Last week, I queried a scruffy little RDB with SPARQL, using SquirrelRDF.
This week, with a bit of help from the Jena team, I've been merging data across sources, where one is the shiny new triplestore, and one the scruffyLittleRDB.
I wanted to write a query to tell us where we've sent a particular article header, and when. (We push data off to Crossref, Ebsco, etc etc.)
To answer this question, I needed:
1. Literal data about articles from the big triplestore. I picked on article /333333. As you can see, it was published in volume 33, number 4, of the Journal "Behavior Research Methods, Instruments, & Computers".
2. Who-which-where data from the distribution database. It also has a notion of journals and issues - this issue is the same one as my 'article 333333' above belongs to. It also knows who we've sent that issue to, and when.
I extended my SPARQL Service to allow named models which are actually (known) SquirrelRDF sources.
Here's my query, (or a screenshot of it anyway):
And here are the results.
I promised to report my findings as I went along, so this was my experience with this latest experiment ...
1. Merging is all very dependent on finding suitable identifiers on which to join.
If you look at the query , you'll see I'm identifying an article by the ISSN of the journal it is from, the journal volume, and the journal issue.

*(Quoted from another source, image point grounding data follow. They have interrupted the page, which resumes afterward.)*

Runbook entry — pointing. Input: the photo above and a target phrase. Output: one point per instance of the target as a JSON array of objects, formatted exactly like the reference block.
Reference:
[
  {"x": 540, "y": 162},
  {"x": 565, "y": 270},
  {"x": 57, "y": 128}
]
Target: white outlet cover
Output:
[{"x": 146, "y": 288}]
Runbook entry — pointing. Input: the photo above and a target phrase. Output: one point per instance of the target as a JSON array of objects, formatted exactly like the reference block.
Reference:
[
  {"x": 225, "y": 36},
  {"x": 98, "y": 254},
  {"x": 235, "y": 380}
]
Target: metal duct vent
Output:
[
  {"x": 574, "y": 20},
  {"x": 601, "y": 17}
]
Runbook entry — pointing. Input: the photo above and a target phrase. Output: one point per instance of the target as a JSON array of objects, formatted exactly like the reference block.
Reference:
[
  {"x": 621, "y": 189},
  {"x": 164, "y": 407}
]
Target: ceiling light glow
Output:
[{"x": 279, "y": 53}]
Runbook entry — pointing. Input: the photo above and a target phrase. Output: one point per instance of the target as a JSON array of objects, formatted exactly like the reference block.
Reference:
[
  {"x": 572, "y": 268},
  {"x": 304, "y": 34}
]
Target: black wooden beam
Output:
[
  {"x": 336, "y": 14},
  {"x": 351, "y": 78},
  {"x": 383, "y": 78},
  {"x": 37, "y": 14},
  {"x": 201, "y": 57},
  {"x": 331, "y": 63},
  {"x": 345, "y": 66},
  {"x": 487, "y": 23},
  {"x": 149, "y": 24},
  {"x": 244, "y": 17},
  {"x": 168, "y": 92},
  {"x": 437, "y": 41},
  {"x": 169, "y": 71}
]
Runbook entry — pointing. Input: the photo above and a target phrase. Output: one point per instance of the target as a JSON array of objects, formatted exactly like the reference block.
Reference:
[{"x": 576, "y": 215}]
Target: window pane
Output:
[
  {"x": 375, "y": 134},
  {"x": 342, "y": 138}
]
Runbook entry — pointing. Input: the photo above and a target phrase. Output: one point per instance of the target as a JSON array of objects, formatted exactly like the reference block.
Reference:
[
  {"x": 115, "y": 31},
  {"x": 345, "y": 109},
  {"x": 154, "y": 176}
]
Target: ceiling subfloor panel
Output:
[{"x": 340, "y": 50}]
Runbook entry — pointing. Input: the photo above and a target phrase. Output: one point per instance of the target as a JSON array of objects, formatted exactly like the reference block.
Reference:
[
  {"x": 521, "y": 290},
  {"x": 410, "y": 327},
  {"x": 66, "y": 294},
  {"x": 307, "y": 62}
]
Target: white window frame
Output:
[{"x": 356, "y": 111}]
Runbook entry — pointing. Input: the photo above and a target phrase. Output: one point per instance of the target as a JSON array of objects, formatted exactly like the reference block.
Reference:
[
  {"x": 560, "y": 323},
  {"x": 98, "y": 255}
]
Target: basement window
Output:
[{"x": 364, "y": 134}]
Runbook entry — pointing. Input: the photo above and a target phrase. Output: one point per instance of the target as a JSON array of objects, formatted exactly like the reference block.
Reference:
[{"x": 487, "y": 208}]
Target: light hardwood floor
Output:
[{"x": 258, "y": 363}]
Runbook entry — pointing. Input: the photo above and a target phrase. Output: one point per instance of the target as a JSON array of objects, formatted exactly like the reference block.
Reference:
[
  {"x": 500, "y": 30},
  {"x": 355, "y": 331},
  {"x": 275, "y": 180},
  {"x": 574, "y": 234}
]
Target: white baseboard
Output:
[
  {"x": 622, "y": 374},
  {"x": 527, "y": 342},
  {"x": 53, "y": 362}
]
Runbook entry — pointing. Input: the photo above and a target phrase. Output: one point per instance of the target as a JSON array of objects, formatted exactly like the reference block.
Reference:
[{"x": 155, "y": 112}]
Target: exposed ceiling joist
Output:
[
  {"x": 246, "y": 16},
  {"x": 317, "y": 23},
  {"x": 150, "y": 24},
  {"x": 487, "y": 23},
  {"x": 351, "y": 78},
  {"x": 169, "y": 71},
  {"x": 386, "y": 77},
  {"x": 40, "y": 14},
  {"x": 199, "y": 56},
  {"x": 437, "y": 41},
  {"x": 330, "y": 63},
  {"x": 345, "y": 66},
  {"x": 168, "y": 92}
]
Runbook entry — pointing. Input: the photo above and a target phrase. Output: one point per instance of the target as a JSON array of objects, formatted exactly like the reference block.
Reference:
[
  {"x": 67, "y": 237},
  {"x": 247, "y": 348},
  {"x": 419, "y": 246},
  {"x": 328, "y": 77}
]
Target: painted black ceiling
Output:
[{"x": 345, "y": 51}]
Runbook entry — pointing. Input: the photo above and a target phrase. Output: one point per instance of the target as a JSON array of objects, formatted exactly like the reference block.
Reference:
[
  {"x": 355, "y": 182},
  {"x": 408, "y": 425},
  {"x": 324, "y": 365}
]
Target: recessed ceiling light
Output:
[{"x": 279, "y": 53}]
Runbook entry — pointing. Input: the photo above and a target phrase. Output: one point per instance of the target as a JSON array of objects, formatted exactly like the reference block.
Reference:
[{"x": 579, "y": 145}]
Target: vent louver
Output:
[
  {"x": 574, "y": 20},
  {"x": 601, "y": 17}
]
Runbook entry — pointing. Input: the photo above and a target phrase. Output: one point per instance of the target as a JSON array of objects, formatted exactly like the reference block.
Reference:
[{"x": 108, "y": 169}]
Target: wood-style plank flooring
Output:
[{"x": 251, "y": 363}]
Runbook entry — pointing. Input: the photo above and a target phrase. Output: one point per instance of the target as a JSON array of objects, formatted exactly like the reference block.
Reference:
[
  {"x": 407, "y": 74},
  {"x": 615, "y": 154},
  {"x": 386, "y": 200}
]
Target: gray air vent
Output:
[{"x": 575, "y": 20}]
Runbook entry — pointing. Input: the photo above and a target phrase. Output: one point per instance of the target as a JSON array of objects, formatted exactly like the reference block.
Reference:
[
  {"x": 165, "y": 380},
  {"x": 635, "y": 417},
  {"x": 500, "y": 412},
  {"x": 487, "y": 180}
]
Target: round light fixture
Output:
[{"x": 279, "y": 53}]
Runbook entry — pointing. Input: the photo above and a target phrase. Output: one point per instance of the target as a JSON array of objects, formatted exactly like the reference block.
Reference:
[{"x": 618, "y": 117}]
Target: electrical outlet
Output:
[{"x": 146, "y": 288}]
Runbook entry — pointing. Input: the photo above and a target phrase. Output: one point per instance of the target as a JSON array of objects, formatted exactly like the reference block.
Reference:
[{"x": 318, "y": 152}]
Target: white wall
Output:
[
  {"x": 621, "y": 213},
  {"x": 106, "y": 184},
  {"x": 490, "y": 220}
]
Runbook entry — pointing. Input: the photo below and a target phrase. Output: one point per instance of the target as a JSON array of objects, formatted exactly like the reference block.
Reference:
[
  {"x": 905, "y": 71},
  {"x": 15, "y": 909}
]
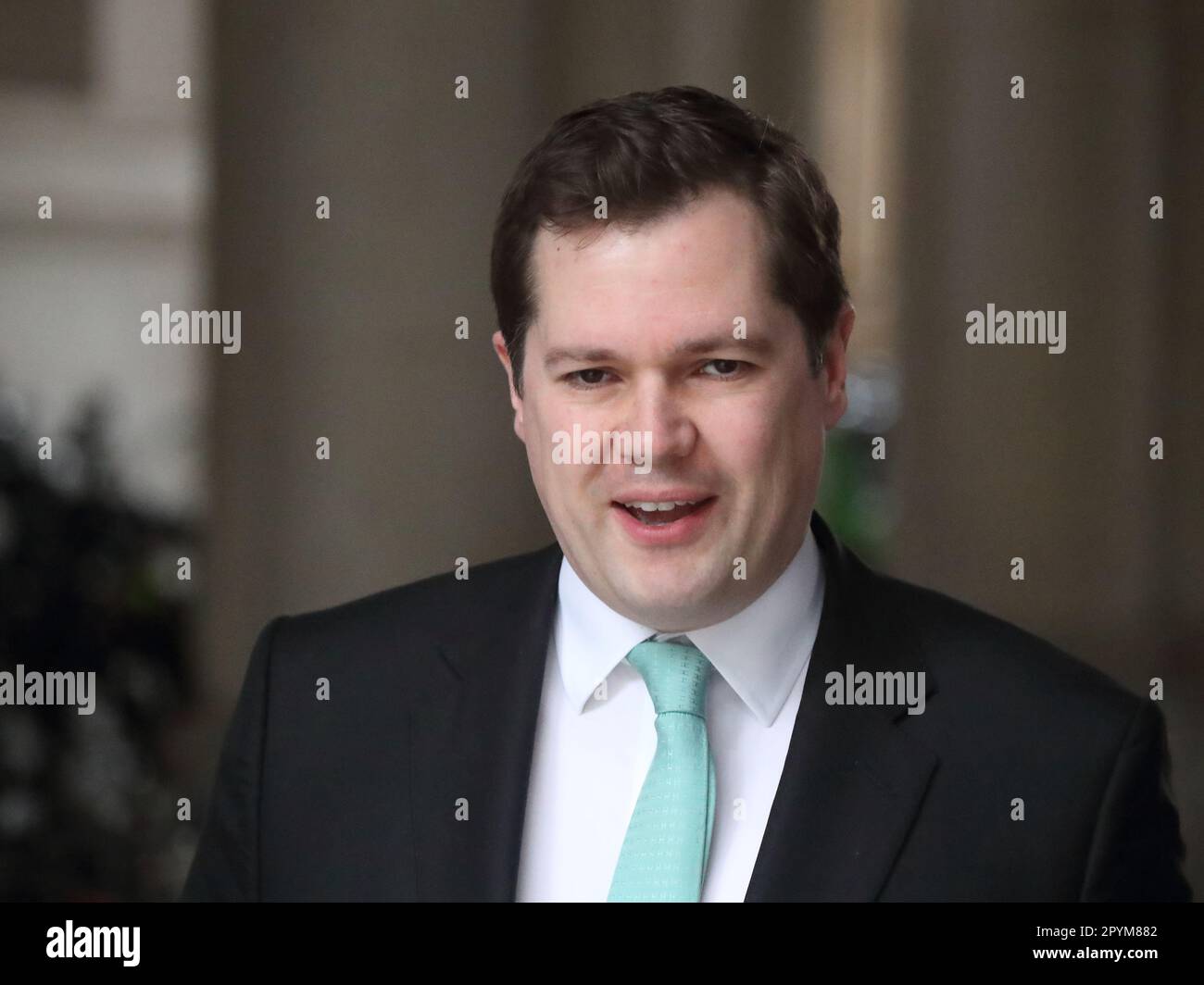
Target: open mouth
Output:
[{"x": 663, "y": 513}]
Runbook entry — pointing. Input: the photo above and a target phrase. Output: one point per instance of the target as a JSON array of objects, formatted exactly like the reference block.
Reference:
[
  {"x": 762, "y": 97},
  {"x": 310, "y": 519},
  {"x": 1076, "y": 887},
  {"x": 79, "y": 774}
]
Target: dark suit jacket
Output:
[{"x": 433, "y": 693}]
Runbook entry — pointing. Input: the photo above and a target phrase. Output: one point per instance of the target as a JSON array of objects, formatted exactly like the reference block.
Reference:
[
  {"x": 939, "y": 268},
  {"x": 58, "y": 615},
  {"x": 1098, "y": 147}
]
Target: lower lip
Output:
[{"x": 682, "y": 531}]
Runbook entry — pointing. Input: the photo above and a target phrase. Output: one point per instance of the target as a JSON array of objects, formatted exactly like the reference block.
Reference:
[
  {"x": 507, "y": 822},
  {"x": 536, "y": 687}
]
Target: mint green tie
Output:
[{"x": 665, "y": 853}]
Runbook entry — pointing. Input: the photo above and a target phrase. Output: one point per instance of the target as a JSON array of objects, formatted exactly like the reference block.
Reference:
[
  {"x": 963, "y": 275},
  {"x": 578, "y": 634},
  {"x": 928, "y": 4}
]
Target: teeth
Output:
[{"x": 648, "y": 507}]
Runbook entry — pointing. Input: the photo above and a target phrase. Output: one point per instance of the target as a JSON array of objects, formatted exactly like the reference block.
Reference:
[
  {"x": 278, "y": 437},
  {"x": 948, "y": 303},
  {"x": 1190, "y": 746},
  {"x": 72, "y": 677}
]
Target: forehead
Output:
[{"x": 706, "y": 259}]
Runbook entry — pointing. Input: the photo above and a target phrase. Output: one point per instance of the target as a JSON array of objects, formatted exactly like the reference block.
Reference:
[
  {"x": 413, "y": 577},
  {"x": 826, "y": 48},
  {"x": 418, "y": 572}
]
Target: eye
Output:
[
  {"x": 726, "y": 368},
  {"x": 585, "y": 380}
]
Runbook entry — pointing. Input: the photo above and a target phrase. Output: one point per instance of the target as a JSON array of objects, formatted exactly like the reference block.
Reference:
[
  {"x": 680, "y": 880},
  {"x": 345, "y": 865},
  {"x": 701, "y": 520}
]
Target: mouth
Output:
[
  {"x": 663, "y": 523},
  {"x": 662, "y": 513}
]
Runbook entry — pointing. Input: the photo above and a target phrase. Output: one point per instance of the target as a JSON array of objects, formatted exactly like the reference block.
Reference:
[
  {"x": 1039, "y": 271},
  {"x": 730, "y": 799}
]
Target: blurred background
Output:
[{"x": 348, "y": 332}]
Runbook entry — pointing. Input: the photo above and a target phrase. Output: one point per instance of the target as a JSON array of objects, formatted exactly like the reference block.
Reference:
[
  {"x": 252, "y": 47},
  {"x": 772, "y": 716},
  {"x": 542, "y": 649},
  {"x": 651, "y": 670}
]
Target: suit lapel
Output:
[
  {"x": 853, "y": 780},
  {"x": 850, "y": 788},
  {"x": 472, "y": 733}
]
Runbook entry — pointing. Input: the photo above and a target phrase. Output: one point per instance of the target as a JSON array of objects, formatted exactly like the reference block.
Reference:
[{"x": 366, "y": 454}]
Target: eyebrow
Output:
[{"x": 755, "y": 344}]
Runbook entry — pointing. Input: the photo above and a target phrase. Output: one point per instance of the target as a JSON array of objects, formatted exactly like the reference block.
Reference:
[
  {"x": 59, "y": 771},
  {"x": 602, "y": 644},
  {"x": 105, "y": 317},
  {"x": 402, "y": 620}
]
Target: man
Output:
[{"x": 697, "y": 692}]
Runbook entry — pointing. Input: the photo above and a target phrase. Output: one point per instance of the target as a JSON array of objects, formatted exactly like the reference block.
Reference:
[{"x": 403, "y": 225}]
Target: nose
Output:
[{"x": 662, "y": 412}]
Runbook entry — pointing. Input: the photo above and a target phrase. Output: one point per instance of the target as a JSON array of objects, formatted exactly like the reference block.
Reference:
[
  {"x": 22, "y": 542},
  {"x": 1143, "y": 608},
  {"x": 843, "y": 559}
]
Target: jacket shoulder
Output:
[
  {"x": 436, "y": 605},
  {"x": 991, "y": 660}
]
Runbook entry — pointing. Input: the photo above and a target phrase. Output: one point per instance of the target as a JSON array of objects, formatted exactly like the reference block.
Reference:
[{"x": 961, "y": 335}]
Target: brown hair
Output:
[{"x": 649, "y": 155}]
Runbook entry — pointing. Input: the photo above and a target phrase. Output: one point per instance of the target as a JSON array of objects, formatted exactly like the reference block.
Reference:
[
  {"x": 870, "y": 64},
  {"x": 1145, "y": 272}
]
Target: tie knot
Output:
[{"x": 675, "y": 675}]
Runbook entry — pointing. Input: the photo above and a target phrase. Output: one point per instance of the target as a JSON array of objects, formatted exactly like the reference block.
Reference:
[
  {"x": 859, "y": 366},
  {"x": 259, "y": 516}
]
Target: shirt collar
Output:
[{"x": 759, "y": 652}]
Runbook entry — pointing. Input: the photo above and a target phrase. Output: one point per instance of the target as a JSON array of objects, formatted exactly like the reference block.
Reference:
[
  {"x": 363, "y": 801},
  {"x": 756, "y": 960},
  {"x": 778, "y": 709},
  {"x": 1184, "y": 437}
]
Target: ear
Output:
[
  {"x": 834, "y": 368},
  {"x": 516, "y": 400}
]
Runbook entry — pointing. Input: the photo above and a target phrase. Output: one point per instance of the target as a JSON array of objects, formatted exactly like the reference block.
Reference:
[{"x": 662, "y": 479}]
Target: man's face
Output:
[{"x": 637, "y": 332}]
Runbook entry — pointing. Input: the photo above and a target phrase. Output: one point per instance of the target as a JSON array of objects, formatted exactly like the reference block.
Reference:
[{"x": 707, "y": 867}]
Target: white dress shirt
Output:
[{"x": 594, "y": 743}]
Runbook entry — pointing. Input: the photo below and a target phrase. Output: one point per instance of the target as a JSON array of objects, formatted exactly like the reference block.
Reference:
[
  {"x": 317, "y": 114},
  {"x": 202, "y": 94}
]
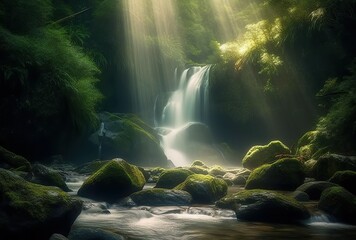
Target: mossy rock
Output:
[
  {"x": 284, "y": 174},
  {"x": 329, "y": 164},
  {"x": 346, "y": 179},
  {"x": 199, "y": 163},
  {"x": 90, "y": 167},
  {"x": 14, "y": 161},
  {"x": 264, "y": 206},
  {"x": 48, "y": 177},
  {"x": 339, "y": 203},
  {"x": 259, "y": 155},
  {"x": 217, "y": 170},
  {"x": 161, "y": 197},
  {"x": 204, "y": 188},
  {"x": 33, "y": 211},
  {"x": 128, "y": 136},
  {"x": 172, "y": 177},
  {"x": 199, "y": 170},
  {"x": 115, "y": 180},
  {"x": 315, "y": 188}
]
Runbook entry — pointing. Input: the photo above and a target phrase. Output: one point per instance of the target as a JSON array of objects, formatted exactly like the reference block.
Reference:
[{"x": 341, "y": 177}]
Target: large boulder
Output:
[
  {"x": 204, "y": 188},
  {"x": 161, "y": 197},
  {"x": 11, "y": 160},
  {"x": 328, "y": 164},
  {"x": 127, "y": 136},
  {"x": 284, "y": 174},
  {"x": 259, "y": 155},
  {"x": 264, "y": 206},
  {"x": 346, "y": 179},
  {"x": 315, "y": 188},
  {"x": 48, "y": 177},
  {"x": 172, "y": 177},
  {"x": 340, "y": 203},
  {"x": 90, "y": 167},
  {"x": 32, "y": 211},
  {"x": 115, "y": 180}
]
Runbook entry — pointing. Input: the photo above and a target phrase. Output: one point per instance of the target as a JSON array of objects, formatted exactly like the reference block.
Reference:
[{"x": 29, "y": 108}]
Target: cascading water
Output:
[{"x": 186, "y": 108}]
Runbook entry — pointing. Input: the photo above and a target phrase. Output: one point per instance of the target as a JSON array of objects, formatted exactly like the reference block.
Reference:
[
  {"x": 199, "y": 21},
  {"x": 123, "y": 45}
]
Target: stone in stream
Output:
[
  {"x": 48, "y": 177},
  {"x": 161, "y": 197},
  {"x": 328, "y": 164},
  {"x": 314, "y": 189},
  {"x": 204, "y": 188},
  {"x": 117, "y": 179},
  {"x": 172, "y": 177},
  {"x": 284, "y": 174},
  {"x": 32, "y": 211},
  {"x": 346, "y": 179},
  {"x": 259, "y": 155},
  {"x": 264, "y": 206},
  {"x": 339, "y": 203}
]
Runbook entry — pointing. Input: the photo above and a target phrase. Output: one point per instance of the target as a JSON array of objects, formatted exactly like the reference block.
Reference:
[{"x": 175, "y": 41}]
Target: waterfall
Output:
[{"x": 184, "y": 113}]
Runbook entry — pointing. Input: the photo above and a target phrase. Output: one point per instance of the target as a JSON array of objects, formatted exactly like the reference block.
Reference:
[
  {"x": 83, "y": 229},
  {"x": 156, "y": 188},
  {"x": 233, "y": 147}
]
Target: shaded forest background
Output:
[{"x": 291, "y": 69}]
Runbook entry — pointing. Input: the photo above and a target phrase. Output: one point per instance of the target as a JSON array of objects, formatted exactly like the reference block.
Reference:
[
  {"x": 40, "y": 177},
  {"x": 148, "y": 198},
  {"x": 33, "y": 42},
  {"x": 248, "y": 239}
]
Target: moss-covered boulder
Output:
[
  {"x": 315, "y": 188},
  {"x": 217, "y": 170},
  {"x": 259, "y": 155},
  {"x": 172, "y": 177},
  {"x": 329, "y": 164},
  {"x": 346, "y": 179},
  {"x": 127, "y": 136},
  {"x": 32, "y": 211},
  {"x": 284, "y": 174},
  {"x": 264, "y": 206},
  {"x": 48, "y": 177},
  {"x": 90, "y": 167},
  {"x": 9, "y": 159},
  {"x": 204, "y": 188},
  {"x": 161, "y": 197},
  {"x": 340, "y": 203},
  {"x": 115, "y": 180}
]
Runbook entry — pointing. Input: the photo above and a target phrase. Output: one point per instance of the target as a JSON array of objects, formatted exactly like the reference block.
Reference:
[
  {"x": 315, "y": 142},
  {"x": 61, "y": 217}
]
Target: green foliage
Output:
[{"x": 47, "y": 83}]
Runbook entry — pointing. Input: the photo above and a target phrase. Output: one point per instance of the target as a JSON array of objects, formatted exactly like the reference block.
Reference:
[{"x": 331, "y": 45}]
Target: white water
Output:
[{"x": 186, "y": 106}]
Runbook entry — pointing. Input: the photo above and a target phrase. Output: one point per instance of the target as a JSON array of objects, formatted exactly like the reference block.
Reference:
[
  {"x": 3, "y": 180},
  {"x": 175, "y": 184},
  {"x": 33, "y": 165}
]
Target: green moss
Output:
[
  {"x": 259, "y": 155},
  {"x": 284, "y": 174},
  {"x": 204, "y": 188},
  {"x": 114, "y": 180},
  {"x": 172, "y": 177},
  {"x": 34, "y": 200}
]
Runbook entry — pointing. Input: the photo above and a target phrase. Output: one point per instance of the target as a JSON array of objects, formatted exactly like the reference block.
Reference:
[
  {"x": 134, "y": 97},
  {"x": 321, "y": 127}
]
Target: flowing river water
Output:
[{"x": 198, "y": 222}]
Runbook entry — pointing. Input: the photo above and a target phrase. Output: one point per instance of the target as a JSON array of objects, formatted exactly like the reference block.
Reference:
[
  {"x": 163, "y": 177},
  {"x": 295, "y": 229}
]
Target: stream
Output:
[{"x": 196, "y": 222}]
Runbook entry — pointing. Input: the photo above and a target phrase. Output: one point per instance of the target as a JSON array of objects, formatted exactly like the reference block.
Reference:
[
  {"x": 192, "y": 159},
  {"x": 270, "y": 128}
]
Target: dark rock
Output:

I'm joining on all three to get some identity between the two sources. This makes for a complex query. But there are no other options, (or none I can think of!) The scruffyLittleRDB has its own identifier system.. the traditional autoincrementing field. The triplestore, no matter how clever, can never guess these identifiers - and so we are reduced to poking around with literals. Things get even nastier when you consider datatypes - note I'm translating with a FILTER.
2. SPARQL can get quite fierce.
SPARQL Queries can be a bit - well, big! Writing real-world SPARQL reminds me of writing regexes; I start itching to comment every line. I've scared two SQL engineers away from my screen with that one above already!
As ever, more to come..